Per an order from U.S. District Court Judge M. Casey Rodgers, the same defendants have until Sept. 1 to devise a way to settle more than 800 fellow cases in that same federal multi-district litigation revolving around Abilify.
For counts of strict liability (design, manufacturing and warning), breach of express warranty, breach of implied warranty, negligence, negligent misrepresentation and fraudulent concealment, the plaintiffs are seeking actual damages incidental to the purchase and ingestion of Abilify in an amount to be determined at trial; costs of treatment for injuries caused by Abilify; damages for neuropsychiatric, mental, physical, and economic pain and suffering; damages for mental and emotional anguish; pre-judgment and post-judgment interest; punitive damages; costs and expenses of this litigation; reasonable attorney’s fees and costs as provided by law; and such further relief as this Court deems necessary, just and proper, in addition to a trial by jury.

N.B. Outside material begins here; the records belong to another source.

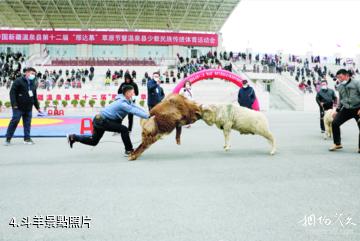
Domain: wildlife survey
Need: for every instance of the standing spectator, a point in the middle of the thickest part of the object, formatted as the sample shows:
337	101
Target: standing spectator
186	91
129	81
155	92
23	97
349	106
246	96
326	99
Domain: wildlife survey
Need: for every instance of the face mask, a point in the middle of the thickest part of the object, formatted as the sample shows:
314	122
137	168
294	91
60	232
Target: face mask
31	77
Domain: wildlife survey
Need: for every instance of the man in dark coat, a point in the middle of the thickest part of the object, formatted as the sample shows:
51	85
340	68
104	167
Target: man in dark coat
326	99
129	81
23	97
246	96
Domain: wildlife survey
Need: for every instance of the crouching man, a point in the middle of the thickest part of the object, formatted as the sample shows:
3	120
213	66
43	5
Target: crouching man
349	107
110	119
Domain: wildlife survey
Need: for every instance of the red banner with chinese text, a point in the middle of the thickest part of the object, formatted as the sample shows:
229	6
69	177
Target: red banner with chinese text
105	37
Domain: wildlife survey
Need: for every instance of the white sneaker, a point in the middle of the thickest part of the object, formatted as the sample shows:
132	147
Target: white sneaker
7	143
29	142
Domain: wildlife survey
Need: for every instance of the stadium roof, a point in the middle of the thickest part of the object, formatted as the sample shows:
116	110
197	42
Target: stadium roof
171	15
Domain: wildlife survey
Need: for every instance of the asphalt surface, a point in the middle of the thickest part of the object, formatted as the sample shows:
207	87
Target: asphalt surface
191	192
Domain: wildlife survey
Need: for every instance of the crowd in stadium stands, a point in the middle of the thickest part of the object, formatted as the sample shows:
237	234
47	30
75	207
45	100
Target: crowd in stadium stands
102	62
118	75
307	76
67	79
11	66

The plaintiffs are Deborah Tucci, Charles Gilbert, Rebecca Fitzgerald, Gilda Garvin, Renaldo Scott, Dennis S. Barr and Darla Barnes of Philadelphia, Christopher Jack Cooper of Sewickley, Samantha Conway of Exeter, Melissa Hoey of Coalport, Bernadette Mealia of Warminster, Loretta Foote of Reading, Rebecca McBride of Peach Bottom, Emmy Vandenberg of Gladwyne, Richard Perry of Prospect Park, Edward P. Gryskevicz of Shavertown and Anne Ferrara of Drexel Hill.
They are represented by James Douglas Barger of Aylstock Witkin Kreis Overholt in Pensacola, Fla.